Arnold: Yeah, but did you really think this scenario through?
I mean, what was gonna happen? She was gonna break up with Pino? Move to New York? I mean, that’s so much pressure for both of you guys.
I mean, she’s lived in this tiny village her whole life. She’s been with one dude.
Your relationship probably wasn’t gonna be this magical fantasy that’s in your head. It was probably gonna be a shitshow.

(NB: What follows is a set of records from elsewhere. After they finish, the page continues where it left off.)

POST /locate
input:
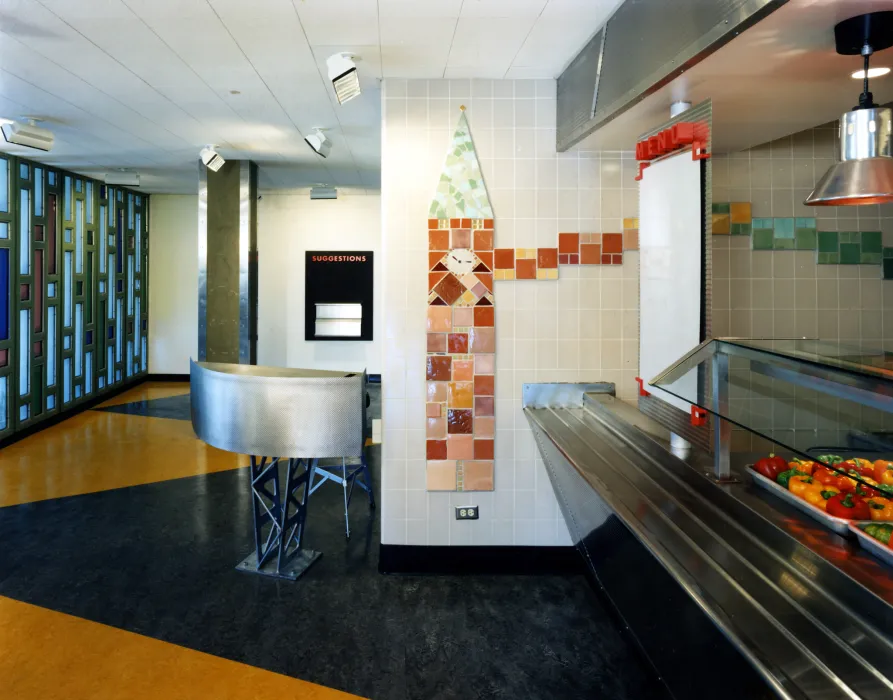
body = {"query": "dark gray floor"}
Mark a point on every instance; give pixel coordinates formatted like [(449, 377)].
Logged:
[(159, 560)]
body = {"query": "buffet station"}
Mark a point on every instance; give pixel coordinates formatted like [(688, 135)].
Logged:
[(286, 421)]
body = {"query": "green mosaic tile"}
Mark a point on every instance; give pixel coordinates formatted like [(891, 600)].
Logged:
[(763, 239), (872, 242), (871, 258), (805, 239), (784, 227), (828, 242), (850, 254)]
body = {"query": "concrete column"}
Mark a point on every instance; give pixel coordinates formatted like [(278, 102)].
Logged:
[(227, 263)]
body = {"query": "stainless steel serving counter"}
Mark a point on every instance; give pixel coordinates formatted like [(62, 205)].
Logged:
[(728, 591)]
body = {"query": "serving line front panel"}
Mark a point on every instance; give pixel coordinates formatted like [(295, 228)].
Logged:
[(716, 582)]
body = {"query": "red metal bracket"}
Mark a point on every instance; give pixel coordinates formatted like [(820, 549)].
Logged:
[(698, 416)]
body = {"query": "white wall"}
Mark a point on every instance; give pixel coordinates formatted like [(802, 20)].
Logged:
[(289, 225), (583, 327), (173, 282)]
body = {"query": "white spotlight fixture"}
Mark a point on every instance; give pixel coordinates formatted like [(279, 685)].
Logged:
[(27, 134), (343, 74), (319, 143), (211, 158)]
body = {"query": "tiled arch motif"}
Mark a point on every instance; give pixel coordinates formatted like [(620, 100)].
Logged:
[(463, 265)]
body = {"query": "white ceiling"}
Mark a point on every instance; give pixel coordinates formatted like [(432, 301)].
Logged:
[(779, 77), (144, 84)]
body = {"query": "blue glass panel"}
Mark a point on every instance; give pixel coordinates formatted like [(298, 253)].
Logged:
[(4, 293), (68, 290), (51, 346), (66, 205), (25, 233), (66, 380), (38, 191), (4, 196), (79, 237), (78, 339), (24, 351)]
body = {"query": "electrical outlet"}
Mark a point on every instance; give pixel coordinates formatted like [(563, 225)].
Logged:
[(466, 512)]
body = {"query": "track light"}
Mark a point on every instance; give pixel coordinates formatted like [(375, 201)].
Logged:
[(211, 158), (319, 143), (344, 77), (29, 134)]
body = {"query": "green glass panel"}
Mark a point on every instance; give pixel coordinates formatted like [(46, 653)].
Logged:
[(850, 254)]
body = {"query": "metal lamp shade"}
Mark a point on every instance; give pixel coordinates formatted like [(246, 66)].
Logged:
[(864, 174)]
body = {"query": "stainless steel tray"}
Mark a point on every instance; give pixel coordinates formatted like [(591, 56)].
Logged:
[(878, 549), (840, 525)]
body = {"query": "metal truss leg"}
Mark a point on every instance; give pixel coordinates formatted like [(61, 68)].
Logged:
[(279, 518)]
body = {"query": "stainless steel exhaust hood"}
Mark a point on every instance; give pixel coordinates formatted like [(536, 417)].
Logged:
[(864, 174)]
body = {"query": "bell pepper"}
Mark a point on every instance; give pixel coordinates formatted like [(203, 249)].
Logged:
[(881, 508), (883, 472), (770, 466), (785, 476), (846, 505), (798, 484), (880, 532), (817, 495)]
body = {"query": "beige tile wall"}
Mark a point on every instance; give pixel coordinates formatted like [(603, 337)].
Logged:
[(582, 327)]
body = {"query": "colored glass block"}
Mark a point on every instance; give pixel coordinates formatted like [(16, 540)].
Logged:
[(805, 239), (784, 227), (828, 242), (763, 239), (850, 254)]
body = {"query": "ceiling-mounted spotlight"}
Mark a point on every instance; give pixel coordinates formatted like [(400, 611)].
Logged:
[(28, 134), (864, 174), (211, 158), (319, 143), (343, 74)]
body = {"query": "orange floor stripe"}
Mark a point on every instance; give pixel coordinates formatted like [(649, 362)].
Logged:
[(97, 451), (46, 655)]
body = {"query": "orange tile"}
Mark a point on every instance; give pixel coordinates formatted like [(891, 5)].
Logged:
[(482, 340), (546, 258), (438, 240), (740, 212), (461, 395), (484, 426), (612, 243), (441, 475), (463, 370), (483, 449), (477, 476), (590, 254), (483, 385), (525, 269), (460, 447), (483, 240), (436, 392), (504, 258), (568, 243), (484, 316), (440, 319)]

Dev: I just thought we’d figure it out.
Chef Jeff’s plot: Chef Jeff’s arc was mainly a plot device to advance Dev’s professional life. Dev avoided signing up for 7 seasons of Clash of the Cupcakes, but instead, pitched an idea to join Jeff in traveling and eating, calling it BFF (Best Food Friends, a silly name, even Raven said it). From the beginning something was off with Jeff, but I couldn’t quite figure it out. When it was revealed he was a womanizer, both his and Dev’s professional life got into chaos. Well, those are the consequences for deciding to work with someone you don’t really know. Dev tried to minimize the damage on Raven’s show, but he will have to work hard later on.
Dev and Brian’s parents: Those episodes are always a delight. Seeing Dev’s father coping up with all the crap he puts his family through, the fact that he’s not religious and decides to go public. Brian’s father is dating two women, and after Brian’s advises, both of them break up with him. I enjoy those moments, it is pure gold.
Carol: Oh, my God, is everything okay? What happened? Did he have a heart attack?
Ramesh: No, he put an electric toothbrush in his butt.
Carol: What? I didn’t even know he had an electric toothbrush.
Dev: Not really the surprising part of the story.
Carol: Who’s this?
Ramesh: This is my son. You want to really see the toothbrush? See that?
Dev: Damn! It is really up in there.
Carol: Is he supposed to be here?
Ramesh: Not really. Lot of things are ending up where they don’t belong today.
Well, even though this post was much longer than I usually write, I’ve actually skipped several more things I’ve wanted to discuss. I truly think this season was magic, and I hope next season will bring much more, with or without Francesca (with, please!).